Instructors that previously used the GENI instructional materials in their courses will quickly recognize the converted assignment and should be able to use them in a relatively seamless way. While the assignments are essentially the same, FABRIC differs from GENI in a few key ways:
- GENI topologies were defined using RSPECs. In FABRIC, experiment topologies are defined via Python calls to FABLib that specify the nodes (VMs) and links in the topology.
- GENI users created the topology via the GENI Portal. FABRIC users create the topology via JupyterHub notebooks that invoke FABlib calls.
- GENI users logged into their nodes (VMs) using a public IP address (and port number). FABRIC users log into their nodes (VMs) by ssh’ing through a bastion host, and from there to their VM. Consequently, users have two sets of ssh keys in FABRIC: (1) one set for the bastion host, and (2) another set for the VMs. Detailed instructions for setting up these ssh keys can be found at https://github.com/fabric-testbed/teaching-materials/blob/main/Getting%20Started.md.
- GENI users could interact with and monitor their experiment using the GENI Desktop. FABRIC users have multiple ways to interact with their experiment, but the most common way is via the FABRIC JupyterHub. Advanced users can also run Jupyter notebooks directly from their laptop/desktop. Example uses of the FABRIC JupyterHub can be found at https://learn.fabric-testbed.net/knowledge-base/creating-your-first-experiment-in-jupyter-hub/.
What FABRIC Infrastructure is available for Class Use?
When filling out a class request form, you will be asked to describe the type and number of FABRIC resources that will be required by the class.
We expect that the vast majority of classes will only need FABRIC’s virtualizable resources (e.g., virtual machines, virtualized/shared network cards, virtualized/shared network links) without the need for QoS or location dependence. Consequently, FABRIC has deployed a dedicated FABRIC rack to support this type of educational use, called the EDUKY rack. Class experiments using the EDUKY rack run across the nodes in the EDUKY rack and otherwise look like research experiments, using JupyterHub to launch and control experiments, leveraging shared programmable NICs, creating L2 and L3 networks from the list of FABRIC-supported network types, utilizing the FABlib and MFlib services for interacting with, and measuring/monitoring, networks, etc.
Some class assignments may require advanced FABRIC capabilities based on resources that are limited in number. Examples include access to non-shared (physical) NIC cards, non-shared (physical) GPUs, non-shared (physical) FPGA cards, QoS networks, location/rack-specific resources, etc. Such classes can also be supported by FABRIC subject to availability of resources (noting that such resources are in high demand by research projects as well).
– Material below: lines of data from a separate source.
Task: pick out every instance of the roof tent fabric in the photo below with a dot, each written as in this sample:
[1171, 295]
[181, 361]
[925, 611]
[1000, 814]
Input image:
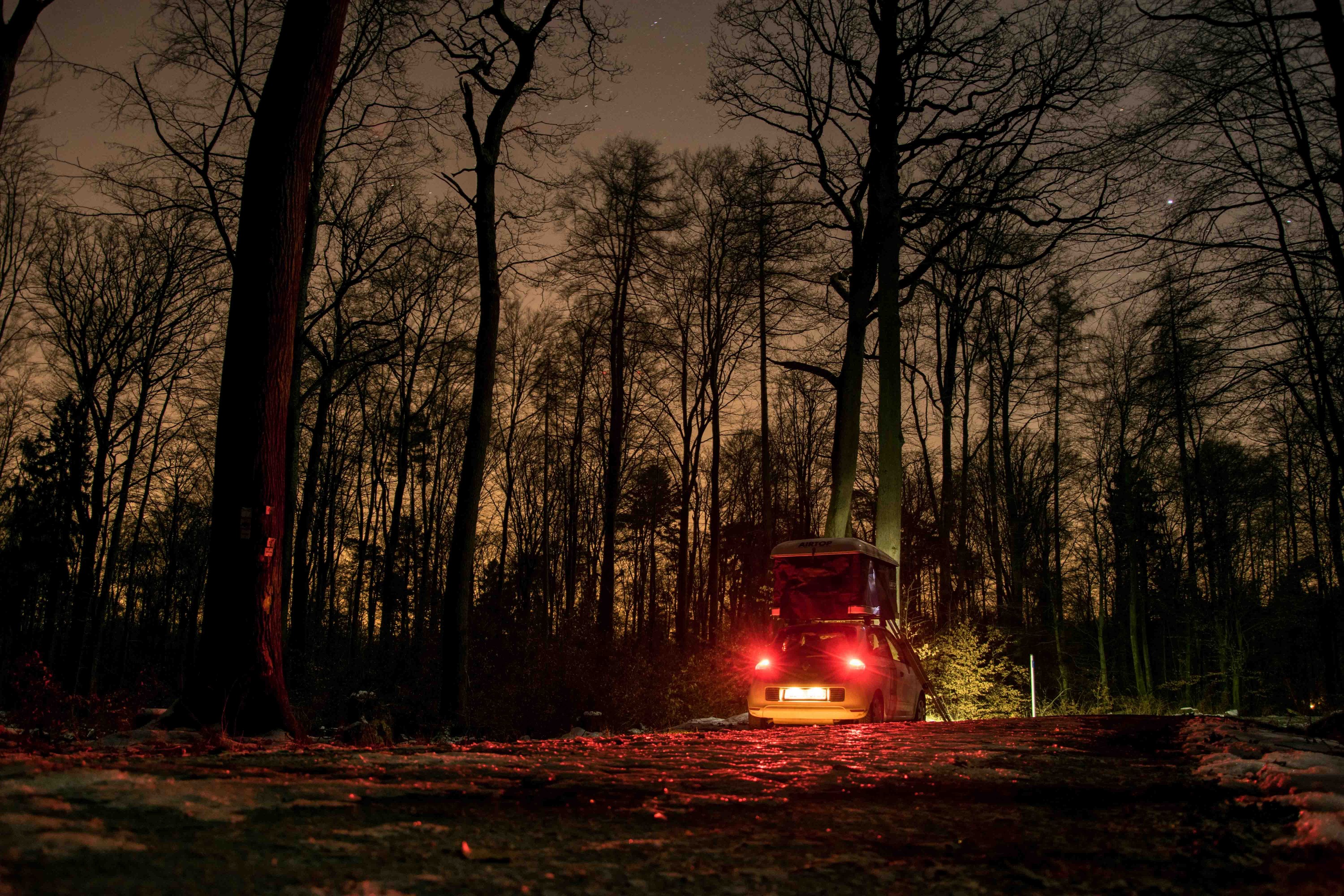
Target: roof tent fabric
[838, 581]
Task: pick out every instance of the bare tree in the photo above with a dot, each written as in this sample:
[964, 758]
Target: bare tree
[240, 675]
[513, 61]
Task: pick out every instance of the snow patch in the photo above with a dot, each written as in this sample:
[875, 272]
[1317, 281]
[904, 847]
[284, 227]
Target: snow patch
[1279, 766]
[714, 723]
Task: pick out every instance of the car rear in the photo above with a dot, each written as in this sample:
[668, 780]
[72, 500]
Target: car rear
[812, 675]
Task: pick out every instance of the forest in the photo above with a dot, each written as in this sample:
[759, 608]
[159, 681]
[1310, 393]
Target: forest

Where can I get help teaching my course on FABRIC?
Instructors are encouraged to subscribe to the FABRIC Educators Forum where they can raise questions they have about teaching their course on FABRIC. The FABRIC team monitors the Educators Forum to answer instructor questions. More importantly, other instructors also subscribe to the educators channel and may jump into the discussion to offer thoughts about how they solved similar issues or the approach they took. The sharing of ideas can be very helpful to instructors. If the issue being raised by an instructor needs focused attention, we will create a help request and assign FABRIC staff to work with the instructor to address the issue.
If you are using the FABRIC teaching materials described above and encounter problems, please be sure to post your question on the Educators Forum. Depending on your problem, the FABRIC team can assist you in getting your assignment running.